Lee County officials are adding another step to the process of selecting a Boston Red Sox stadium site. Instead of choosing one site from the nine remaining candidates next week, a county and team selection committee will choose three. The plan will be to negotiate with all three landowners simultaneously to strike the best deal possible.
And competition could be stiff, with one of the landowners upgrading a proposal this week before the selection committee has a chance to vote.
Edison Farms, which owns 4,000 acres immediately east of Interstate 75 in Estero, upped the ante on its offer by promising to make $14 million in road improvements, donate more than 100 acres and set-aside 1,280 acres for conservation.
A news release Thursday did not provide any details on the road upgrades but Edison Farms plans to offer more specifics at an 11 a.m. conference call today.
County officials signed a new 30-year deal with the Red Sox in December. That deal hinges on the construction of a new spring training complex somewhere in south Lee by 2012. The county expects the project to cost from $50 million to $70 million.
When the county advertised for potential sites there was no lack of interest.

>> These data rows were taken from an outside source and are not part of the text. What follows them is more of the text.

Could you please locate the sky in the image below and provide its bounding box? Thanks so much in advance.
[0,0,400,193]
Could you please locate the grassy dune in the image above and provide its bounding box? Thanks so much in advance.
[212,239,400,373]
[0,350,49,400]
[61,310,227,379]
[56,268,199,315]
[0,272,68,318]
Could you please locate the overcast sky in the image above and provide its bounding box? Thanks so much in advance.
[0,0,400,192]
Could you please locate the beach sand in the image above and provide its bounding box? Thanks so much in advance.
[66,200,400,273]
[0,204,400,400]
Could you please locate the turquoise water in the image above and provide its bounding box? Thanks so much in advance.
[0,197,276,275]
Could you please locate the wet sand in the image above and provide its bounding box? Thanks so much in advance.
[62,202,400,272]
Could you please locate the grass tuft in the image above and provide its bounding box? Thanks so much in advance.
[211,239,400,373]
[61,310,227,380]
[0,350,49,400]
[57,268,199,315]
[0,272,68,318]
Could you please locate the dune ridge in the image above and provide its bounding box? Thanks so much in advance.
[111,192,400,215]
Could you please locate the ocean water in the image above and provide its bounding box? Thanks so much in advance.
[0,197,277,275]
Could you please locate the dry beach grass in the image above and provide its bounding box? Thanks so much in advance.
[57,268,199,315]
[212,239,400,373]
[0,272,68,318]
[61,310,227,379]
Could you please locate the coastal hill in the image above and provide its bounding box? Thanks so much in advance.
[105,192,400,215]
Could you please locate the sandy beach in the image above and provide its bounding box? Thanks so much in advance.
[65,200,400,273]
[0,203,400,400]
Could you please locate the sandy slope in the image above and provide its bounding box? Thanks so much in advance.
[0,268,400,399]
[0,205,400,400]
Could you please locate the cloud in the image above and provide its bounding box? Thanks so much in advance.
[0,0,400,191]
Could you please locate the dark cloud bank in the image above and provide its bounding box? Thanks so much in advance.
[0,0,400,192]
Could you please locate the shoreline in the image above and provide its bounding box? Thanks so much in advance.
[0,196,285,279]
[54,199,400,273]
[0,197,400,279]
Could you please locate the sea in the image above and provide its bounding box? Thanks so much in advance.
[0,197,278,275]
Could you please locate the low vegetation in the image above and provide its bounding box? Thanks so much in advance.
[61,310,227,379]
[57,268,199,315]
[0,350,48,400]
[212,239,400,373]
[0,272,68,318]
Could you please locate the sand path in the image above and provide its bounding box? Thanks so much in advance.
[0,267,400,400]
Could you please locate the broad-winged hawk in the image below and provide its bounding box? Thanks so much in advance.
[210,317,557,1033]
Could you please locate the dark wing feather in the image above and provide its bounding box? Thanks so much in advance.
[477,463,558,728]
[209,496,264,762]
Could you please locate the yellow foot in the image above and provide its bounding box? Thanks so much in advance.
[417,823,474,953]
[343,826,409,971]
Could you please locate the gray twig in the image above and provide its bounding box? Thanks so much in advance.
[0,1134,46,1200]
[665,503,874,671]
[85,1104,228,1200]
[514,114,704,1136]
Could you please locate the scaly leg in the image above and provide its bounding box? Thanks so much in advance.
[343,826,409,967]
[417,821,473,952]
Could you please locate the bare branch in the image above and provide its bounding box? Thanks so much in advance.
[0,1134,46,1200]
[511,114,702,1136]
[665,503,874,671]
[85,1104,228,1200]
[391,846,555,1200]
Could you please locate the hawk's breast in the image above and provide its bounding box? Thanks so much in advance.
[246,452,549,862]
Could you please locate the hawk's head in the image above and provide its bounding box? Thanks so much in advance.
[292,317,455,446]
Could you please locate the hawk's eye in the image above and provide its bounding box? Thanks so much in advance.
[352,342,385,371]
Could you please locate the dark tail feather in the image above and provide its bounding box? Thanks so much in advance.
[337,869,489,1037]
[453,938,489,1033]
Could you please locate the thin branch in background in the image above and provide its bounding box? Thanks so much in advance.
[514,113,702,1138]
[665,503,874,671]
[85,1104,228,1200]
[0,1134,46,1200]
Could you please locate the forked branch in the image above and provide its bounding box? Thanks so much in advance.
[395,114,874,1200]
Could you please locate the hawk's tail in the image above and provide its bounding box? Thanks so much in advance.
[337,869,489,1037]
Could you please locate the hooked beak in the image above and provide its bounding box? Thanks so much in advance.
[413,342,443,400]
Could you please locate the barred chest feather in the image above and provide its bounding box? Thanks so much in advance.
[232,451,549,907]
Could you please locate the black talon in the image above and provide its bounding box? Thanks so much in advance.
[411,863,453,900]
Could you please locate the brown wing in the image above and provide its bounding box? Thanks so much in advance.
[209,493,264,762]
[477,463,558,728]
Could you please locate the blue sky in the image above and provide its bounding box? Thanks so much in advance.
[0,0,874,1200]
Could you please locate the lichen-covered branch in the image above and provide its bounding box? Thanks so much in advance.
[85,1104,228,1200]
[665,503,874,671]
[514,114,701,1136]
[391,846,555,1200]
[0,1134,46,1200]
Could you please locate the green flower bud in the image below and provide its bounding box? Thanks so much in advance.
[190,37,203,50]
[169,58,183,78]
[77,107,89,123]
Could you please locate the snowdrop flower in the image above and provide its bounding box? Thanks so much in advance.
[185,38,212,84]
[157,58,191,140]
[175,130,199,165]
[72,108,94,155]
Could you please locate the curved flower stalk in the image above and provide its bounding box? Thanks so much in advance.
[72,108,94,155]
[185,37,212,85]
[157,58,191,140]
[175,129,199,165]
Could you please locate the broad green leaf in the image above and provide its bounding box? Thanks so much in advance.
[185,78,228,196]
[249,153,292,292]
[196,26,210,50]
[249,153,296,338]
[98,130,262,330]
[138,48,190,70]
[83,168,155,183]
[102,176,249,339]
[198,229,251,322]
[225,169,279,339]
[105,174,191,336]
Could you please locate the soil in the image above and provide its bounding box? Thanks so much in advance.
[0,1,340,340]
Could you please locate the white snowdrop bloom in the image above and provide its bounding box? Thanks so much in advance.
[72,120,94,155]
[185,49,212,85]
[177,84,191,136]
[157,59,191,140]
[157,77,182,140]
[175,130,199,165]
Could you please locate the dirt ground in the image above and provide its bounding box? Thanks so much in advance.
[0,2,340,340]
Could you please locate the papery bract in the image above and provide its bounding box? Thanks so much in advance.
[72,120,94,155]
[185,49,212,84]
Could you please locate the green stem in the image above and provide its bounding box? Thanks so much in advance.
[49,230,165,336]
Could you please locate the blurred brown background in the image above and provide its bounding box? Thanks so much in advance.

A field of 16 proposals has been trimmed to nine, and the selection committee will hear final pitches from those nine Feb. 24 and 25.
“I think this puts them in a little bit stronger position,” said Rich Galvano, whose property on the north side of Alico Road is one of the finalists. “I’m sure they want to whittle those numbers down.”
That is the plan. Bob Taylor, a county project manager who’s sitting on the four-member selection committee, said it always was.
“It is different than the normal process we would use,” he said. “But that was always the thought — to pit one against another and enhance our negotiating position.”
Maybe it was, but proposers didn’t know it.
“I think this has been a very fluid process, and I think that’s fine,” said Dougall McCorkle of the Lutgert Cos., whose land on U.S. 41 north of Coconut Point Mall is a finalist. “I don’t think anybody including Lee County knew how the process was going to work.”
“I’ve never seen a county or city acquire property by negotiating with three firms concurrently,” said planner Dan DeLisi, whose client GLevin & SLevin 275 LLC owns land directly west of Southwest Florida International Airport that’s still in the mix.
Typically, the county committee would select three finalists, rank them, and negotiate with the company ranked the highest. If no deal could be struck they’d move on to the second-ranked proposal.